Opinião
Ah! pois dá!
Ao deus Dará
Se não saiu poderia muito bem ter saído um estudo revelando que elogiar alguma coisa publicamente faz com que os cabelos nasçam mais fortes, o feng shui pessoal cheire a lavanda fresca na primavera e que mais homens andem de mota com o capacete no cotovelo. Normalmente sou céptico em relação a estudos rocambolescos, mas tempos desesperantes provocam medidas desesperadas e há poucas coisas que me fascinem tanto como indivíduos a andar de mota sem lei pelas terras deste lindo Portugal.
A semana passada terminou uma coisa bonita em que tive a honra de participar chamada "A música dá trabalho", é um projecto Omnichord que, traços gerais, consiste em ir montar um concerto às escolas, sob as vistas dos alunos desde o minuto zero. Carregar e montar o material, fazer o sound check e só depois, tocar. E, dar a conhecer também, profissões menos óbvias que estão associadas a uma banda que chegue ao patamar que nem todas as bandas chegam mas gostariam. Agente. Stage Manager. Publisher... e fotógrafo. Eu era o fotógrafo.
Para além de educar o público pela raiz, esse desafio esmiuçado em tantas reuniões culturais. Para lá de voltar a dar trabalho a um sector tão afectado pelas circunstâncias pandémicas que passámos ou passamos. Extra fomentar o prazer de pertencer a uma banda, ou à cultura, e alimentar a esperança que no futuro sejamos mais. De elucidar sobre todos os meandros e particularidades do meio. De ser inventivo, diferente e potenciador de coisas boas. Este projecto teve o condão de providenciar acesso, a miúdos que de outro modo não conseguiriam, à alegria de ver um concerto. De dançar, de cantarolar e saltar ao som de vários acordes e ritmos, na sua própria escola. Ricos e pobres. Altos e baixos. Brancos e pretos. De óculos e visão telescópica. "Caríiiiiissimos", é assim que se faz, aplausos para vocês, se faz favor!

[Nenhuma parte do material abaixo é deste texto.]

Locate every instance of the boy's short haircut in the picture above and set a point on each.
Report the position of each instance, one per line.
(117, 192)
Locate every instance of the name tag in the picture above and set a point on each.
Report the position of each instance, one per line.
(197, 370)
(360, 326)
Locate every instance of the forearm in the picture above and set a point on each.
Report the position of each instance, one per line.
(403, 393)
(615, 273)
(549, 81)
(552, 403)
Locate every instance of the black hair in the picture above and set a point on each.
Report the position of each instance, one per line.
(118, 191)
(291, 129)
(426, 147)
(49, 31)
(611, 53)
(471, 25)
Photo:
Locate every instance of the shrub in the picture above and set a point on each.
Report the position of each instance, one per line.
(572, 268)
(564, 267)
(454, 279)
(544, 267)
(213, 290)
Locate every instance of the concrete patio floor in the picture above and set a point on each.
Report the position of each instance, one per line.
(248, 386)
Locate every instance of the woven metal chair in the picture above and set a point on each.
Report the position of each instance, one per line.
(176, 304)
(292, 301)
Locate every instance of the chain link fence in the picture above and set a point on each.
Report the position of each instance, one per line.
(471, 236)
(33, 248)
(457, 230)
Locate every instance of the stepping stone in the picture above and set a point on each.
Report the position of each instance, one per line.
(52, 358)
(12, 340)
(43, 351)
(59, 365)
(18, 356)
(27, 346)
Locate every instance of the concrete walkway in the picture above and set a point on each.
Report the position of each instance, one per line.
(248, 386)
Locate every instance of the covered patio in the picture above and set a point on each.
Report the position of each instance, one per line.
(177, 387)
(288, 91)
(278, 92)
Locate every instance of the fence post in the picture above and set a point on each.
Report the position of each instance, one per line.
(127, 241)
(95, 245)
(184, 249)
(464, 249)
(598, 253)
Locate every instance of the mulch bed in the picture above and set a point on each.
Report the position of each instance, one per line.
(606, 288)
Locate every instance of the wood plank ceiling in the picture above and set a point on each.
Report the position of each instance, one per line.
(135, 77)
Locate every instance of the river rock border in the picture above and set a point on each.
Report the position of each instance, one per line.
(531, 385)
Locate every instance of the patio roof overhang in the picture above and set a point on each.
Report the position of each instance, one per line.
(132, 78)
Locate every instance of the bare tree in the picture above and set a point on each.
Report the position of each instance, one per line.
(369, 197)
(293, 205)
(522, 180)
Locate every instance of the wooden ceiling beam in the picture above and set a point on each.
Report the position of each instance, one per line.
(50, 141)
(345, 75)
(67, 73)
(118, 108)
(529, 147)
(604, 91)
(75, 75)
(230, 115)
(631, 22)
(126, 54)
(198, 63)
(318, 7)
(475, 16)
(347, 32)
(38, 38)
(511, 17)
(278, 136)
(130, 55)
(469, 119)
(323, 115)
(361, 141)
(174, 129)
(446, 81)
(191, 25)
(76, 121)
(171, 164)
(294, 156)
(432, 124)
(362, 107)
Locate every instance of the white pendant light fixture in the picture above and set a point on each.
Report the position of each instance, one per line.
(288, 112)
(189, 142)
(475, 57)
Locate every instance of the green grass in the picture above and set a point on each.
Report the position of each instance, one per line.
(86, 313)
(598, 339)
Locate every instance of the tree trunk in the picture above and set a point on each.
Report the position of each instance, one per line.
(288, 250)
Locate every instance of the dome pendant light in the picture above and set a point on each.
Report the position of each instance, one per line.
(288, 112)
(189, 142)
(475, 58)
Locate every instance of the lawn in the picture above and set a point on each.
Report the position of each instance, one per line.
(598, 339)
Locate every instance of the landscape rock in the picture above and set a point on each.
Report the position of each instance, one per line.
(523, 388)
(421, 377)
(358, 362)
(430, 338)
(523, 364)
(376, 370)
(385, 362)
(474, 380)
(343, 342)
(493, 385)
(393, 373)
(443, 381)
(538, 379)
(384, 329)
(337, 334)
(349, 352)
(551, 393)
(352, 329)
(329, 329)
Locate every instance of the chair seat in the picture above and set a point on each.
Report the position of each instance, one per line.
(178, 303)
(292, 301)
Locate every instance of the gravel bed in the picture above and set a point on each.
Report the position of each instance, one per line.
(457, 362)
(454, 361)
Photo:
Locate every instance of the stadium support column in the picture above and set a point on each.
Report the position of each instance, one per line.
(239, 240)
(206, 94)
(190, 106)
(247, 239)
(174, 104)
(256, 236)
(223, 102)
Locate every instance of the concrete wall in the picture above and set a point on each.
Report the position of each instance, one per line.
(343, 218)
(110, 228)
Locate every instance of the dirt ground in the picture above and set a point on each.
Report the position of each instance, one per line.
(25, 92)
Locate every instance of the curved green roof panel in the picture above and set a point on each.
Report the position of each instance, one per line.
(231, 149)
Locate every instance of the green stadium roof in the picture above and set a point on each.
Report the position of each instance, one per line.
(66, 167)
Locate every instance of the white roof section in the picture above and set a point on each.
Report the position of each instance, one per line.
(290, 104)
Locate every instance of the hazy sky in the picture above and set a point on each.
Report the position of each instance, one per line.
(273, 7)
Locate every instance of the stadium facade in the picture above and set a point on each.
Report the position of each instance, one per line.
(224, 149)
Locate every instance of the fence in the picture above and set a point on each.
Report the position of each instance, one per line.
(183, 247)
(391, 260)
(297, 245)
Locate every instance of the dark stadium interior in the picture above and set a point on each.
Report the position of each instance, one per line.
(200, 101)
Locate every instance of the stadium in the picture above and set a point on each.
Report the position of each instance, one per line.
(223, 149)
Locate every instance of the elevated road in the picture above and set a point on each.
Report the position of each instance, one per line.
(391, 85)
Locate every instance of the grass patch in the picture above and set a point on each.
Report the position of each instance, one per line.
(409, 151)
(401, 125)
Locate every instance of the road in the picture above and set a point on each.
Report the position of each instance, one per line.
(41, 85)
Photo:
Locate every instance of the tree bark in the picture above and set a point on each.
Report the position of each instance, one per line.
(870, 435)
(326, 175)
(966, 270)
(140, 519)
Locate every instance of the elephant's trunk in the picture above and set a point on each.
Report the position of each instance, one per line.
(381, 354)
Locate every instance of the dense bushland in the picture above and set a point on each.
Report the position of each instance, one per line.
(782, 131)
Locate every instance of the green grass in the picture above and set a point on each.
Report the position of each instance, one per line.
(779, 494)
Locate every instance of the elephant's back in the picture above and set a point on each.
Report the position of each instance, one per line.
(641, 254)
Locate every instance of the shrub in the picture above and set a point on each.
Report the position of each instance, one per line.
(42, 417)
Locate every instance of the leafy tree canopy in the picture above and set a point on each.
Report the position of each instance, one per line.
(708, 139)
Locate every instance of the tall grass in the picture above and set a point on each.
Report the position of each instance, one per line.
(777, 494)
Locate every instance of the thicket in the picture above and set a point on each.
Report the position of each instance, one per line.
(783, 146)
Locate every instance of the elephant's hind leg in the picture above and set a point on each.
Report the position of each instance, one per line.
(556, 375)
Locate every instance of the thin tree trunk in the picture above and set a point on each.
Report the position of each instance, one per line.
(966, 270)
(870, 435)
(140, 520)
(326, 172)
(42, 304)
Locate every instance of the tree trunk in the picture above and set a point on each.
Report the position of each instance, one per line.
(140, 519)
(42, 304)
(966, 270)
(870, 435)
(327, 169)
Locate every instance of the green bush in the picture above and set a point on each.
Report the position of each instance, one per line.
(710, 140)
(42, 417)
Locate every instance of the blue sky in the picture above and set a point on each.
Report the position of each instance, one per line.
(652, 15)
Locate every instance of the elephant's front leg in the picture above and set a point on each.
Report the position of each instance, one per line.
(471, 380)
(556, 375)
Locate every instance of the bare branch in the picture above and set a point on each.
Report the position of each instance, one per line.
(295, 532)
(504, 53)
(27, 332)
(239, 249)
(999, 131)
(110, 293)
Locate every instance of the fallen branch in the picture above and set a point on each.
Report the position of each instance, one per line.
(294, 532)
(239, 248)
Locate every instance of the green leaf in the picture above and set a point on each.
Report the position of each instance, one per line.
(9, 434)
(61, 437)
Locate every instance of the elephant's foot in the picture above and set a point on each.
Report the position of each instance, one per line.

Para mim, ver o Afonso com uma ginga que desconhecia a cantar no meio de adolescentes maravilhados na escola em que o vi começar nas lides musicais foi de amar a vida. Ter todo um recreio cheio de miúdos a dançar ao som da batida do Pisco na sua escola primária foi uma malha do Cabrita. E ainda agora me abano com a entrada sónica dos Nice Weather For Ducks na secundária onde andaram. E respiro sereno ao lado dos miúdos da pré com o som doce da Labaq. Porque as memórias reforçam as experiências que mudam o sentido do caminho. E acredito mesmo que para além de trabalho a música pode dar salvação. Se calhar ainda há chance para nós, para isto correr melhor.
Às vezes, para além de uma aldeia, é preciso uma banda para educar uma criança e é preciso que essa banda persista, cresça e seja aplaudida, para que vá ter com a criança onde ela está, se necessário. Ao bairro, a casa, à escola. Porque eu ouvi o som das crianças no recreio, e tirando os gringos de capacete no cotovelo, garanto-vos, não há coisa melhor. Por isso vai daqui aquele assobio de quatro dedos enfiados na boca e o grito que se impõe: Mais uma! Mais uma! Mais uma!
- Ui! O que é isto? Serás tu cheiro fresco a lavanda?!